A Coaching Model Created by Carol Keith
(Life Coaching, UNITED STATES)
You Are Unique!
Clients often come to coaching because they are puzzled about something in their lives – a job, a career change, a relationship, a choice they have to make, or even the age-old question,
What am I here for?
The philosophy behind Puzzle2Purpose begins with the idea that clients have puzzles in their lives. It becomes a goal for many to sort out those pieces into a cohesive whole. It is my thesis however, that to stop at the point of solving personal puzzles is short-sighted and ultimately is doing the client a disservice, hence the name Puzzle2Purpose. There are 2 aims in my coaching practice. One is to assist the client with solving their personal puzzles and the other is to assist the client with the discovery of how and where their “puzzle piece”, their life, fits into the larger puzzle of life – be it family, community, nation or the world at large.
I use a 3-pronged approach with my coaching clients to move them from being puzzled to being purposeful.
Step One: WHO? = Path Elements ProfileTM
Step Two: WHY/WHAT? = Personal Mission Statement
Step Three: HOW? = Vision Statement
Who:
I lay the foundation of our coaching together with the concept that the client is unique by employing the use of the Path Elements ProfileTM (PEP), so that the client has a clear understanding of their unique personality bent and preferred style of communication. Defining oneself as a unique piece of the puzzle is the first step in laying a firm foundation on which to build.
The client comes to an understanding of their strengths, their natural bent and a variety of ways to use them most effectively.
Additionally, the coaching includes a detailed understanding of how to pull from their lesser elemental tendencies as circumstances warrant.
Finally, clients use this self-awareness to define and see themselves clearly as unique individuals.
I describe using PEP as
building the house upon rock rather than shifting sands.
Why/What:
The second prong of my approach is to assist the client with developing their own personal mission statement – the
why am I here?
Imagine if you will that you have entered a room that contains a large round table, covered with a white tablecloth that hangs to the floor.
On that table is a large puzzle with 2500 tiny pieces. The background of the puzzle is a sea of faces – all shapes, sizes and colors. One puzzle piece is missing.
The white tablecloth shows through in stark contrast to the rest of the puzzle. Your eye is drawn to the missing puzzle piece.
YOU are a uniquely shaped piece in the puzzle of life. You are uniquely shaped, sized, colored and gifted for your unique purpose. You are a piece of the puzzle of your family, a piece of the puzzle of your community, a piece of the puzzle of your nation and a piece of the puzzle of the world. I cannot fulfill your purpose and you cannot fulfill mine. Just like the puzzle, if you are not clear about, and do not fulfill your purpose, your puzzle piece is missing.

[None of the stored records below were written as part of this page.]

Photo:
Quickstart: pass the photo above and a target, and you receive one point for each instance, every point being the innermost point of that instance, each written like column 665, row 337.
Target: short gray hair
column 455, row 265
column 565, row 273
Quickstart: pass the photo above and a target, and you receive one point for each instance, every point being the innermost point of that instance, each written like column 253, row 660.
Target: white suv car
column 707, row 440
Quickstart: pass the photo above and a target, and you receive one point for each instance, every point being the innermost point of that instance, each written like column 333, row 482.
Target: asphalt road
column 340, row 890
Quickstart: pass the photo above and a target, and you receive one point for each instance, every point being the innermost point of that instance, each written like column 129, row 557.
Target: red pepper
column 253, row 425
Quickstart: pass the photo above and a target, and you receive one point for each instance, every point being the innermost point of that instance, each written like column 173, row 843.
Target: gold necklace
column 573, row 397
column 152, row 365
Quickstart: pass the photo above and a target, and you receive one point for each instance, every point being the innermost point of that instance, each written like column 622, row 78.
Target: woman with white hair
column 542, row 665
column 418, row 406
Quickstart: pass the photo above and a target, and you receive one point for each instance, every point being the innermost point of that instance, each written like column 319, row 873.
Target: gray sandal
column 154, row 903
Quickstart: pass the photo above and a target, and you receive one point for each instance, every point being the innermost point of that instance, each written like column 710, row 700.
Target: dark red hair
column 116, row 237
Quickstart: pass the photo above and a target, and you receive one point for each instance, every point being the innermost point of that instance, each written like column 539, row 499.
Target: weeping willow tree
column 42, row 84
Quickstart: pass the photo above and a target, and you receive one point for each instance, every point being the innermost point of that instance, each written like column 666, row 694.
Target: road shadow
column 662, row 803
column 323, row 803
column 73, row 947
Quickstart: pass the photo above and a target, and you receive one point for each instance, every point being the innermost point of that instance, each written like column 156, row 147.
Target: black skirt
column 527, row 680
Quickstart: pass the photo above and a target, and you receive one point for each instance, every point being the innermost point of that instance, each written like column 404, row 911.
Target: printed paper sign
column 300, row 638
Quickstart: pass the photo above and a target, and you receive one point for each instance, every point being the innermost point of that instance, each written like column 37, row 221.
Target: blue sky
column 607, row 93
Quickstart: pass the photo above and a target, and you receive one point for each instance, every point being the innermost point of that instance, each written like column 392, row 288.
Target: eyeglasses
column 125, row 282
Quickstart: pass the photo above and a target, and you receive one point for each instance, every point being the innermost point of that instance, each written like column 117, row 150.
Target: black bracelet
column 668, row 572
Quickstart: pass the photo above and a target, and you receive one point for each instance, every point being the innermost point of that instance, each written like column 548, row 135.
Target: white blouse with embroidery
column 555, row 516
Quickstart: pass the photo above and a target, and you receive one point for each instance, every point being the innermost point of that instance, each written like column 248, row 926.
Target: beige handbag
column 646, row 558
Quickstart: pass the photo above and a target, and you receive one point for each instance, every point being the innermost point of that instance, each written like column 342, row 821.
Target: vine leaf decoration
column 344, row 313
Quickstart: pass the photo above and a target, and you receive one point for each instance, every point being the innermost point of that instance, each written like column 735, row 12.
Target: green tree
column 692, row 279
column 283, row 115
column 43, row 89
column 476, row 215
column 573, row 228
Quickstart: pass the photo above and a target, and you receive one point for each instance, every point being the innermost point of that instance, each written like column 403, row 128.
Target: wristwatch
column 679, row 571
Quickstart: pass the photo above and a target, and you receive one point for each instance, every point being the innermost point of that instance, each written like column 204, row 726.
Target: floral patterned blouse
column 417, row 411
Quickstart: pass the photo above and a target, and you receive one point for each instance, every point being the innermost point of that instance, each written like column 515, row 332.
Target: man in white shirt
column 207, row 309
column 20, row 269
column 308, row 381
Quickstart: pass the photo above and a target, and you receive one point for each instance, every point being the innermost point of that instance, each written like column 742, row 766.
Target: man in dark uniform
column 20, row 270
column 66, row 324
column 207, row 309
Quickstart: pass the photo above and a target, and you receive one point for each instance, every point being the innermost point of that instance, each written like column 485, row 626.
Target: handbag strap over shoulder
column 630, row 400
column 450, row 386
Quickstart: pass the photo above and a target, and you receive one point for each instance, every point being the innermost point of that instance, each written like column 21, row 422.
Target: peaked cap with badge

Together as client and coach, we seek to discover the core values that speak to the client’s heart. Then we carefully choose three (3) verbs that describe how the client wishes to breathe life into that core value.
For example: I am on a mission to discover, inspire and encourage uniqueness.
Uniqueness is the core value and the three (3) action verbs are discover, inspire and encourage.
A mission statement will cover all aspects of life, from work to relationships and everything in between.
How:
The third prong of my coaching approach encourages the client to imagine their life as living fully in their mission and purpose. This phase constitutes the work of developing a vision statement.
A vision statement is written in the present tense as though you are already living it. It is a work of deep visualization. A vision statement will be saturated with descriptive details, sights, smells, sounds and emotions that best capture the dreams, or vision, of the client. The vision statement often keeps the client energized when motivation to attain goals might wane.
Our vision work will not become an integral part of a client’s journey without finding a place in the community, local or at large, where they may live out their mission, vision and purpose to “pay it forward” for others. The possibilities for creativity in this area are limitless.
Conclusion:
To coach and client alike, I would say:
If we are content to stop our coaching and our learning at setting our individual puzzle pieces in place in our lives, then we have missed the personal fulfillment of placing our puzzle piece into the larger puzzle.
More importantly, we have either by commission or omission left our puzzle piece out of the larger puzzle.
We have, in a sense, left a hole in the puzzle of life – a hole that can only be filled with our puzzle piece.
YOU ARE UNIQUE. If you do not embrace and fulfill your unique purpose we are all the lesser for it.